Camelot, locus amoenus




Historiadores, investigadores y pasantes de abogado de todo el mundo se hacen ya hace desde hace tiempo esta misma pregunta: ¿Fue cursi la Edad Media?
          La respuesta es un sí rotundo, señoras y señores.
          La prueba está en el mítico reino de Camelot, el sitio más corny de toda Inglaterra y colonias adheridas.
          El lugar existió en realidad, no es un camelot (‘camelo’, en inglés antiguo).
          Camelot es el nombre de la fortaleza del rey Arturo de Inglaterra, legendario fundador de la mesa redonda y promotor de grandes empresas caballerescas. (Si quieren averiguar más sobre este majadero bien que famoso rey, busquen en la enciclopedias, que para eso están. Y si no quieren saber nada del susodicho —lo que a mí me parece la postura más sensata— es mejor que no busquen nada. La felicidad está en la ignorancia.) Bien es verdad que en aquella época se conocía a los castillos por el nombre del lugar donde estaban emplazados.
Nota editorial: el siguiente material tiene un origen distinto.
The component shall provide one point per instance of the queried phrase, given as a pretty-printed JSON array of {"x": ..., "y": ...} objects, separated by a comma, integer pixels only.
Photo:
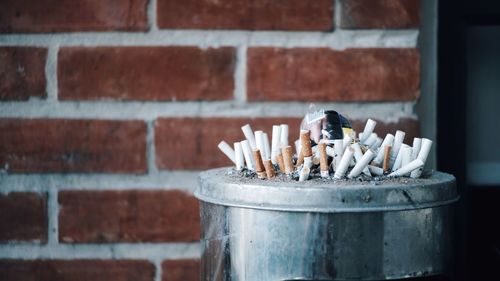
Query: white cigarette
[
  {"x": 371, "y": 139},
  {"x": 247, "y": 153},
  {"x": 399, "y": 158},
  {"x": 422, "y": 155},
  {"x": 417, "y": 143},
  {"x": 370, "y": 125},
  {"x": 376, "y": 170},
  {"x": 226, "y": 149},
  {"x": 259, "y": 141},
  {"x": 267, "y": 147},
  {"x": 398, "y": 141},
  {"x": 388, "y": 140},
  {"x": 297, "y": 147},
  {"x": 284, "y": 135},
  {"x": 275, "y": 143},
  {"x": 338, "y": 148},
  {"x": 247, "y": 131},
  {"x": 413, "y": 165},
  {"x": 238, "y": 156},
  {"x": 306, "y": 169},
  {"x": 344, "y": 163},
  {"x": 362, "y": 164},
  {"x": 376, "y": 145},
  {"x": 358, "y": 155}
]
Darles otro nombre distinto se consideraba un poco gay y pretencioso.
          Camelot... (un consejo: no hagan nunca esto de empezar dos párrafos seguidos con la misma palabra, pues es una trasgresión grave de las normas estilísticas y yo lo he hecho por dos razones: porque para eso este libro es mío y me lo puedo permitir, y porque no sabía cómo empezar la frase de otra manera). Camelot —decía yo— es el emplazamiento de una gran cantidad de leyendas artúricas, entre la que destaca la de los cuernos que le puso Lancelot a Arturo con la reina Ginebra y la ira de Arturo al ser absolutamente el último en todo el reino en enterarse.
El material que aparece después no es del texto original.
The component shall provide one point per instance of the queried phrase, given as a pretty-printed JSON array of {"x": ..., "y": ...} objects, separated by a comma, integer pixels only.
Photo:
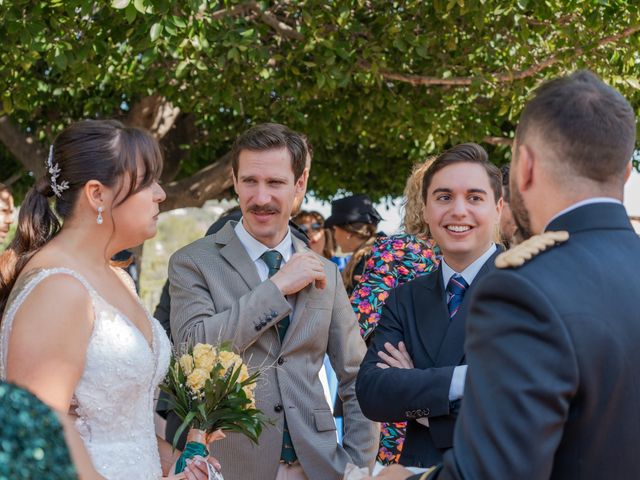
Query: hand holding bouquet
[{"x": 212, "y": 391}]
          La ubicación del sitio sigue siendo un misterio. Se cree que el nombre deriva de Camulodunum, nombre romano de la actual Colchester (en realidad es el mismo nombre, sólo que los ingleses pronuncian el latín lastimosamente). Hay, sin embargo, otras teorías, pues muchos lugares quieren para sí el honor de albergarlo (incluso el alcalde de Villacerezos de la Presa ha dicho algo al respecto). Es uno de los emplazamientos más recreados en la literatura de ficción, pues aparece en todas las novelas y poemas sobre Arturo, Lancelot y el mago Merlín. Cuando la historia se llevó al cine, lo que se hizo abundantemente, los decorados los pagaban entre los productores de las diversas películas y así les salía más económico.
          Los romances emplazan a Camelot junto a un río y una catedral, St. Stephen, centro religioso de los caballeros de la mesa redonda y punto de partida para la búsqueda del Santo Grial, que fue el pretexto que encontraron los caballeros de la mesa redonda para salir de allí escapados, pues no aguantaban a Arturo que, a más de otras cosas que luego salieron a la luz, era un pelma.
          El castillo está rodeado de bosques prácticamente impenetrables, lo que dificultaba la entrega a domicilio de las cenas de «El estofado veloz».
          En un film en versión musical de 1960, de Lerner y Loewe, se decía: «Que nadie olvide que hubo una vez un lugar radiante conocido como Camelot». Bueno: la gente le hizo caso y se olvidó completamente de Camelot, de Lerner, de Loewe y de su versión, donde salía Richard Harris cantando coplas sajonas, subido encima de un cerezo. De cualquier modo, la frase se convirtió en un símbolo cultural para la generación hippie, junto con el pachulí, el jabón casero y la artesanía de cuero para vender en esos simulacros de mercadillos medievales que tanto abundan.
          Pero, ¡oh, dolor!, este maravilloso castillo no atrae a todo el mundo por igual. En la película de los Monty Python Los caballeros de la mesa cuadrada y sus locos seguidores, el rey Arturo y sus nobles coinciden en que Camelot es «un lugar estúpido» y, haciendo que aumente nuestra admiración montypythonesca, deciden no acercarse por allí para nada en absoluto.